As vantagens para as empresas que se estabelecem no sistema prisional referem-se, também, à infra-estrutura oferecida pela penitenciária, como espaço físico, água, energia e telefone - aspectos fundamentais na diminuição dos custos da empresa. Além de indicadores empresariais, como produtividade, o trabalho prisional possui a redução da taxa de reincidência como um ótimo indicador de eficiência social (SILVA, 2001).

Os modelos de trabalho prisional podem ser desenvolvidos extra e intramuros. As atividades externas são permitidas, porém só são aplicáveis a estabelecimentos carcerários com regime semi-aberto. A privatização é adotada com sucesso em outros países, como a Espanha,4 porém, trata-se de um modelo não permitido no Brasil. Além desse, existem outros modelos de trabalhos prisionais, como os adotados nas penitenciárias agrícolas e industriais, bem como trabalhos artesanais e a terceirização, que se torna, depois da privatização, o modelo mais arrojado de administração penitenciária. Hoje, no Brasil, tem-se um modelo de terceirização no Paraná, a Penitenciária Industrial de Guarapuava, em que uma empresa é responsável pela alimentação, assistência médica, odontológica, psicológica, jurídica, entre outros. O valor pago pelo governo estadual à empresa terceirizada é considerado elevado em relação à média nacional, porém o retorno deste investimento pode ser observado quando se comparam os índices de reincidência, que atingem 6% em Guarapuava, enquanto a média nacional é de 70% (SILVA, 2001).

As frentes de trabalho no Espírito Santo

O estado do Espírito Santo, bem como todo o país, possui poucas iniciativas de trabalho prisional. No estado, o número de presos condenados trabalhando é inexpressivo em relação ao quantitativo geral. Em um total de 5.1325 presos, apenas 13,45%6 destes exercem alguma atividade de trabalho. As frentes de trabalho no estado ocorrem por iniciativa do próprio preso, do governo ou de empresas privadas.

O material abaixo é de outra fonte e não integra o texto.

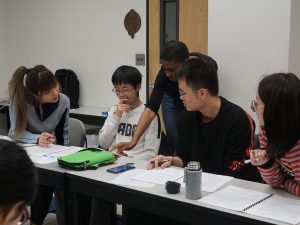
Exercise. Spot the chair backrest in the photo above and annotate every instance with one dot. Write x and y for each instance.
(77, 133)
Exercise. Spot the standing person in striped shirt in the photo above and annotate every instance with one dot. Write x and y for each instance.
(277, 106)
(39, 114)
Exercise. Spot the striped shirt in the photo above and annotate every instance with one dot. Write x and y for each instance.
(284, 171)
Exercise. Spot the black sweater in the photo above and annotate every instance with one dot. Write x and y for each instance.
(162, 85)
(221, 145)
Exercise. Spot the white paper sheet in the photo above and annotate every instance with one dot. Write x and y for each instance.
(49, 154)
(41, 151)
(278, 208)
(160, 176)
(210, 182)
(234, 198)
(125, 179)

São 690 presos desenvolvendo atividades profissionais, sendo que a nova Penitenciária de Colatina, PSMECOL, e o PSME II lideram essa iniciativa. As atividades variam desde a realização de artesanato por ação própria dos encarcerados até as iniciativas governamentais e privadas. Percebe-se que as frentes de trabalho atingem uma pequena porcentagem dos encarcerados no estado, e que sua expansão é dificultada, entre outros, pela alta burocracia, no estabelecimento, dos convênios com as empresas e pela falta de infra-estrutura das cadeias.

O egresso

Os altos índices de reincidência são resultados claros e óbvios de um sistema que, ao invés de reeducar o cidadão, o insere em um aprendizado constante de práticas ilícitas e em uma situação desumana nas prisões. Como exceções a esta desordem do sistema, existem presos que, apesar de inseridos neste ambiente, buscam no trabalho, na religião, na família e em outras bases de sustentação, a sua ressocialização. Sá (2004, p. 27) afirma que "uma vez caído na desconfiança da sociedade, não será fácil mudar seu conceito ou seu 'pensamento'. O egresso caiu neste conceito de desconfiança e a sociedade não lhe facilitará uma mudança, simplesmente".

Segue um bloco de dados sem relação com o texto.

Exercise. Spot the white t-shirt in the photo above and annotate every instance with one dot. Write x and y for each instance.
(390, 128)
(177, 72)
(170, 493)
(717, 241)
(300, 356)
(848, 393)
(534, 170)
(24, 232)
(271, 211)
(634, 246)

Ainda de acordo com Sá (2004, p. 33-34), o trabalho dignifica o homem, mas o egresso não carrega a sua dignidade consigo ao sair dos muros da prisão. O emprego torna-se um sonho distante diante da conjuntura atual brasileira, e a sociedade depara-se com um mercado de trabalho em constantes mudanças, que muitas vezes o torna paradoxal, pois também pode se converter "[...] em uma espécie de prisão sem grades e sem tempo determinado para a pena, onde os corpos se tornam dóceis e as almas confusas em troca de uma possibilidade de sobrevivência" (COSTA e BRATKOWSKI, 2004, p. 15).

 

Metodologia

Para a classificação da pesquisa, toma-se como base a taxionomia apresentada por Vergara (2004). Quanto aos fins, foi realizada uma pesquisa exploratória, com o objetivo de conhecer as frentes de trabalho desenvolvidas pelas organizações privadas no IRS e na PSME II. Quanto aos meios de investigação foram utilizados a pesquisa bibliográfica e um estudo de caso. Livros, revistas, jornais, redes eletrônicas, contatos telefônicos e pessoais, seminários, audiências públicas foram alternativas para obtenção dos dados necessários ao desenvolvimento deste estudo, além das entrevistas semi-estruturadas.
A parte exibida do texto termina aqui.